Have you got what it takes to be a Big Data scientist?

Have you got what it takes to be a Big Data scientist?

Before you can answer that...                                                        

The Job Description:

Given a huge volume of unstructured information (or Big Data), a data scientist looks at it from many angles, determines what it means, then recommends ways to apply the data.

Science, in Action

Starting work in 2006 at the business networking site LinkedIn, Jonathan Goldman, a Ph.D. in physics from Stanford, began forming theories, testing hunches, and finding patterns to predict whose networks a given LinkedIn profile would land in.

Reid Hoffman, LinkedIn’s cofounder and CEO at the time, gave Goldman authority to publish small modules in the form of ads on the site’s most popular pages. Using one such module, Goldman began to test what would happen if you presented users with names of people they hadn’t yet connected with, but seemed likely to know.

Goldman's module was a custom ad displaying the three best-fit matches for each user, based on the background entered in their LinkedIn profile. Click-through on those ads was the highest ever seen. They soon became a standard feature.

The Skill-set

Formal training for data scientists is similar to that for traditional business or data analysts: computer science and applications, modeling, statistics, analytics and math. In addition, the data scientist needs good business sense – and the ability to communicate findings to both business and IT leaders in a way that inspires action.

A data scientist must explore and examine data from multiple disparate sources with an inquisitive eye, sifting to uncover previously hidden insights. These in turn can provide a competitive advantage, or address a pressing business problem.
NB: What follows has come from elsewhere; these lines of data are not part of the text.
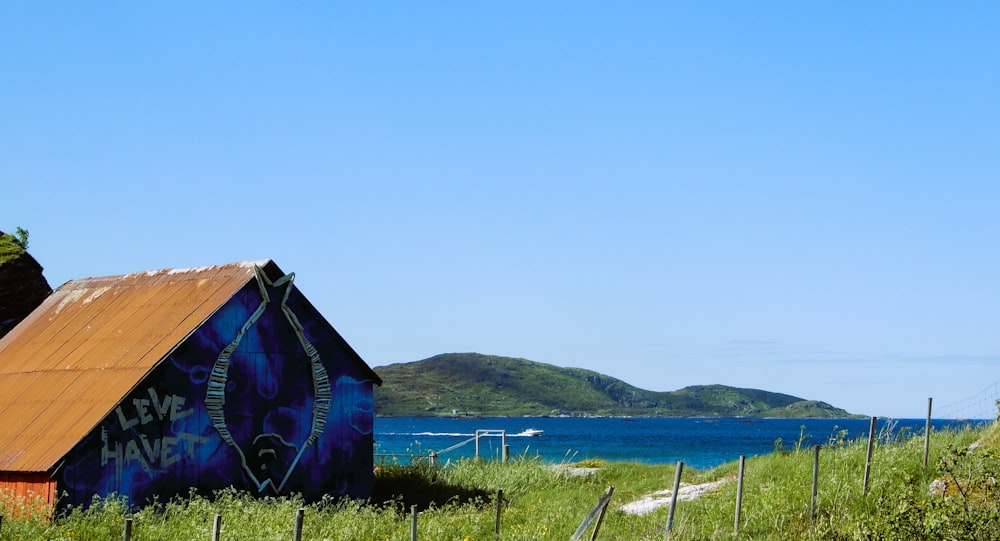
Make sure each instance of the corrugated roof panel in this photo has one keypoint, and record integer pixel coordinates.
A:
(68, 364)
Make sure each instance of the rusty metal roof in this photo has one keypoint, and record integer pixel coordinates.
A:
(67, 365)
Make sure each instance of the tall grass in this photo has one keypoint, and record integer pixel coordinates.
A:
(546, 501)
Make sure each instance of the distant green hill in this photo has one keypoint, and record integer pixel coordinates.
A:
(475, 384)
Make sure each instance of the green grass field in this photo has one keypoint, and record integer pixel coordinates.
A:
(542, 501)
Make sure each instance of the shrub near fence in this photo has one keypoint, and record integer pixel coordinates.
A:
(542, 502)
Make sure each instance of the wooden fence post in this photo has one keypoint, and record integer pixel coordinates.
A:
(604, 509)
(739, 496)
(673, 499)
(413, 523)
(868, 461)
(812, 510)
(496, 526)
(299, 519)
(927, 431)
(596, 513)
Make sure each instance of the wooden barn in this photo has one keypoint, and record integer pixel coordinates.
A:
(157, 383)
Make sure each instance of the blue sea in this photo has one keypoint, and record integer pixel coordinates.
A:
(699, 443)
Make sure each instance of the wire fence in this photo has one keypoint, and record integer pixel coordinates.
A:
(982, 405)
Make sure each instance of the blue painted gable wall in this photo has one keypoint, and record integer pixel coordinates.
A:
(277, 413)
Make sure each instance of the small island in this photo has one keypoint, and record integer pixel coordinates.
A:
(474, 385)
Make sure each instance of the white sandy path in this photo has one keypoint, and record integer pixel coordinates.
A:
(649, 503)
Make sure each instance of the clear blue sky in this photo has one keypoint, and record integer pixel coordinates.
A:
(800, 197)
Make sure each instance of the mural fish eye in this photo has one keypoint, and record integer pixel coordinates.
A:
(269, 441)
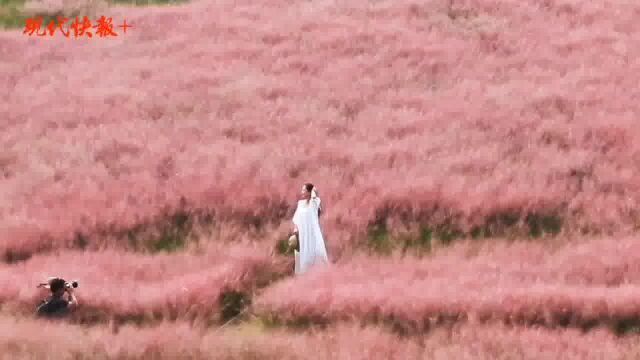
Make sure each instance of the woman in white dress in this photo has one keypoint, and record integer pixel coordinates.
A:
(307, 227)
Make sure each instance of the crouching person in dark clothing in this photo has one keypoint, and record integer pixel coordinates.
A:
(56, 305)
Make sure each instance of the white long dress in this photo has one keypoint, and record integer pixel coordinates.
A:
(311, 241)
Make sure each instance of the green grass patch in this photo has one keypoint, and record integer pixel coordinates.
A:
(505, 223)
(12, 15)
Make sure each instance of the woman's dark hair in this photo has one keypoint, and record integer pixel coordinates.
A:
(309, 187)
(56, 284)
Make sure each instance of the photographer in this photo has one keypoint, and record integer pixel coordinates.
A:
(56, 305)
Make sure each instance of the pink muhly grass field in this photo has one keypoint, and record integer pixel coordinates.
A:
(481, 106)
(124, 284)
(576, 285)
(27, 339)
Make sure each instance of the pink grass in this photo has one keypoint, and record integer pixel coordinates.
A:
(595, 281)
(120, 284)
(28, 339)
(477, 106)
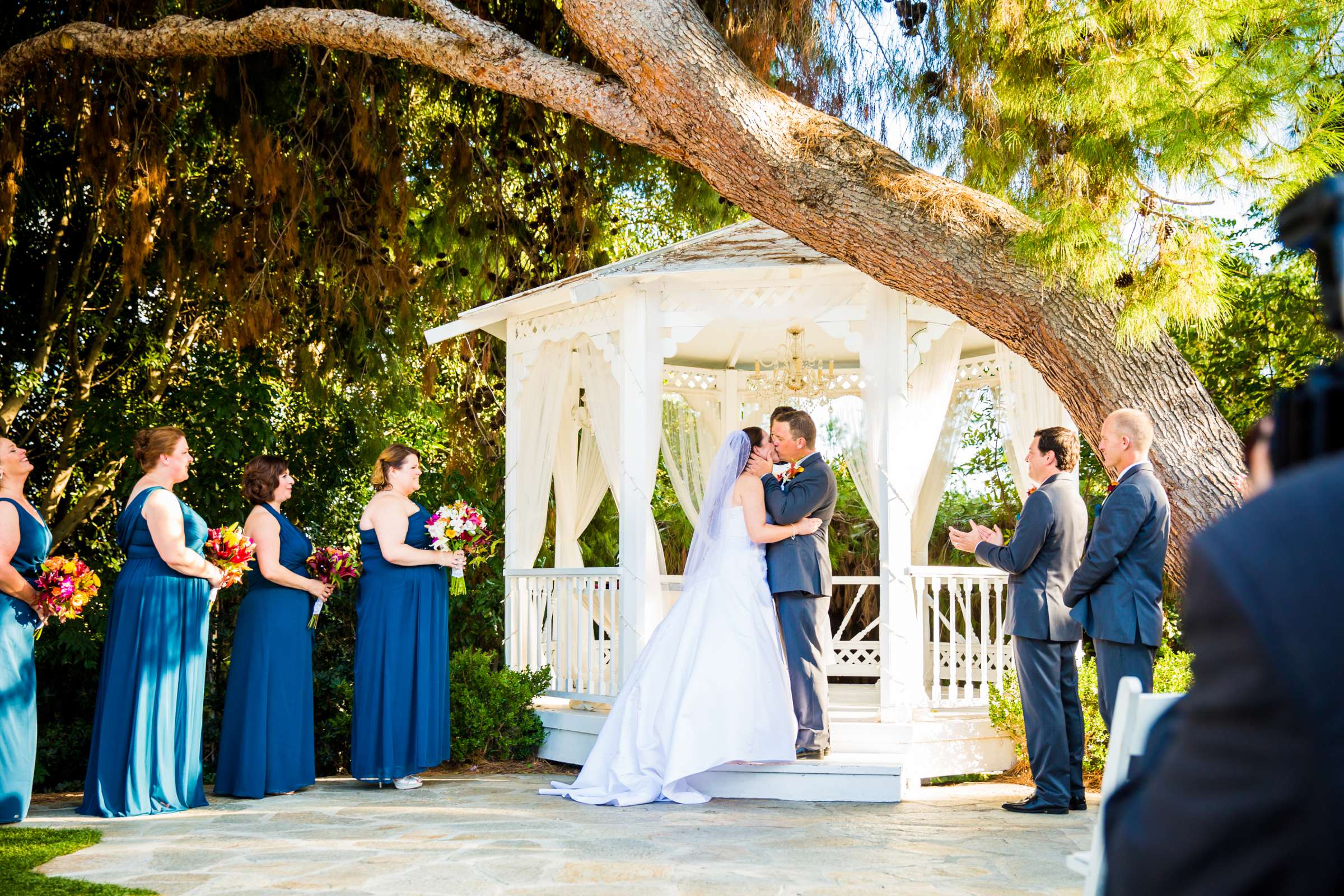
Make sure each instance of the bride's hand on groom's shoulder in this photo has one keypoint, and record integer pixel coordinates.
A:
(807, 526)
(757, 464)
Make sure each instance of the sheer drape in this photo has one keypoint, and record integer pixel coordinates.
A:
(918, 429)
(690, 440)
(936, 480)
(603, 401)
(542, 395)
(1026, 405)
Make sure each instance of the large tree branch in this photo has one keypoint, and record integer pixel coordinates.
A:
(854, 199)
(486, 55)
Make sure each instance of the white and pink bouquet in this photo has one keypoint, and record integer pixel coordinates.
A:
(460, 527)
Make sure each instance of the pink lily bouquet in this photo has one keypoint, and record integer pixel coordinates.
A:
(331, 566)
(460, 527)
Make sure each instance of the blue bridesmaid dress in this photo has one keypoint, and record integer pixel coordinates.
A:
(401, 722)
(18, 678)
(146, 753)
(267, 739)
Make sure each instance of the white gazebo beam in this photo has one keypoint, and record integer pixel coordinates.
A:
(639, 367)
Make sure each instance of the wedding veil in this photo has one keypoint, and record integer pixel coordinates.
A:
(724, 473)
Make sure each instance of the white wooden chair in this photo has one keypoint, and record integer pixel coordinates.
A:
(1135, 715)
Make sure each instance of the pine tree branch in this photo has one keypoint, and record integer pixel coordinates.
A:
(476, 52)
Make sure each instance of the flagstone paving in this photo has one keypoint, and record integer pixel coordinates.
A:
(494, 834)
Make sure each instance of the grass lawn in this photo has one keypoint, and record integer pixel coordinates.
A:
(26, 848)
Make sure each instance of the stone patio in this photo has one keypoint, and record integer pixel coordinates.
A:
(494, 834)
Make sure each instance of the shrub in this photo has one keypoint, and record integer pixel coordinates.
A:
(1171, 675)
(492, 708)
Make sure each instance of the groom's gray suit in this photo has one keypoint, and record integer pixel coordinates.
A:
(799, 571)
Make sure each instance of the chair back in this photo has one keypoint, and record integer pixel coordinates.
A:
(1136, 713)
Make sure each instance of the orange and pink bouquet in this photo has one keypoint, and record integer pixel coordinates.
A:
(232, 551)
(65, 587)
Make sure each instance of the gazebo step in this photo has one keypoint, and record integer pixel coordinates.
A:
(838, 778)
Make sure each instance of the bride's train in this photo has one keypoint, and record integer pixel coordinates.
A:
(710, 688)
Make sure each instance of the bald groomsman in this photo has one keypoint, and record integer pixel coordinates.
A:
(1117, 591)
(1042, 557)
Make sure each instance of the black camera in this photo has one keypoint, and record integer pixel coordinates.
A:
(1309, 419)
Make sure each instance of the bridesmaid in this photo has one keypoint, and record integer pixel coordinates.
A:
(401, 719)
(24, 546)
(146, 752)
(267, 739)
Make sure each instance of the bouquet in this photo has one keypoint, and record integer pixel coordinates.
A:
(65, 587)
(331, 566)
(232, 551)
(460, 527)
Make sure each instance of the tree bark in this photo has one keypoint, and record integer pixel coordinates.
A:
(686, 96)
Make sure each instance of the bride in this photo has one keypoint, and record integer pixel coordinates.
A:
(711, 685)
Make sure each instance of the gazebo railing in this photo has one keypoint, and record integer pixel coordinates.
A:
(568, 620)
(962, 615)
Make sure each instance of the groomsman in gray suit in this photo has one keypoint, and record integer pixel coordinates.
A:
(1117, 591)
(1042, 557)
(799, 570)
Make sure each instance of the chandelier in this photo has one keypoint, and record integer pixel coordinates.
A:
(792, 372)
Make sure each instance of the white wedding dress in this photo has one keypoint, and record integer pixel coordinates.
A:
(709, 688)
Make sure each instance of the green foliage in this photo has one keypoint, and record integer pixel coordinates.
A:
(1171, 675)
(1105, 122)
(26, 848)
(1272, 338)
(492, 708)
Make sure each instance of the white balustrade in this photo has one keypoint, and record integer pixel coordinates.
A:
(568, 620)
(962, 615)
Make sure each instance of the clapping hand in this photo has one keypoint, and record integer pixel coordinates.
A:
(968, 540)
(993, 536)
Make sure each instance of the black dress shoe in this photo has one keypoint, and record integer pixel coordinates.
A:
(1037, 806)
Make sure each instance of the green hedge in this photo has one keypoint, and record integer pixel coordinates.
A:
(492, 716)
(1171, 675)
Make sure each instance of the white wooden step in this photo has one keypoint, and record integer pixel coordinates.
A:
(831, 780)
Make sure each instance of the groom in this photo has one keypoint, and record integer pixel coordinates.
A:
(800, 568)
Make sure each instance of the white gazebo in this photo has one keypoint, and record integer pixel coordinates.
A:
(657, 356)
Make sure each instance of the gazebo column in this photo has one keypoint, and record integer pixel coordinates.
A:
(901, 642)
(639, 372)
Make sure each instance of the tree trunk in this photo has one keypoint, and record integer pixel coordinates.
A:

Armed with data and analytical results, the scientist will then communicate informed conclusions and recommendations to management.

All this must be done with scientific rigor. A data scientist must have a fine-grained command of correlations, time series, trends, forecasts, segmentations and other patterns in order to understand the key factors at work.

Real-world experiments may also be required; making slight changes to analytical models to observe the effects, or monitoring performance metrics to determine which aspect of a model contributes most to the desired outcome.

Tools & Talent

Statistical modeling, predictive analysis and other tools provide data scientists with the pattern-finding instruments they require. Data warehousing, visualization, integration and governance tools are needed for exploring deep data.

The key thing is looking for hidden patterns. This may be accomplished through user-friendly advanced visualization tools, self-service search-driven business intelligence (BI) tools, interactive data exploration tools, and other approaches that don't necessarily demand a deep mastery of statistical analysis.

As with any discipline, data scientists also rely on people in adjacent roles to help them do their jobs effectively: subject-matter experts, business analysts, Big Data solution providers like IBM.

In turn, the institutions that employ data scientists may be public or private sector, nonprofit or commercial. Professional associations, journals or other forums may help them communicate and collaborate with other scientists.

A Roadmap for Success

For data science, the Cross Industry Standard for Data Mining has been in existence since the mid-1990s. Best practices for the field may be summarized as follows:

1. Choose the analytic problem carefully.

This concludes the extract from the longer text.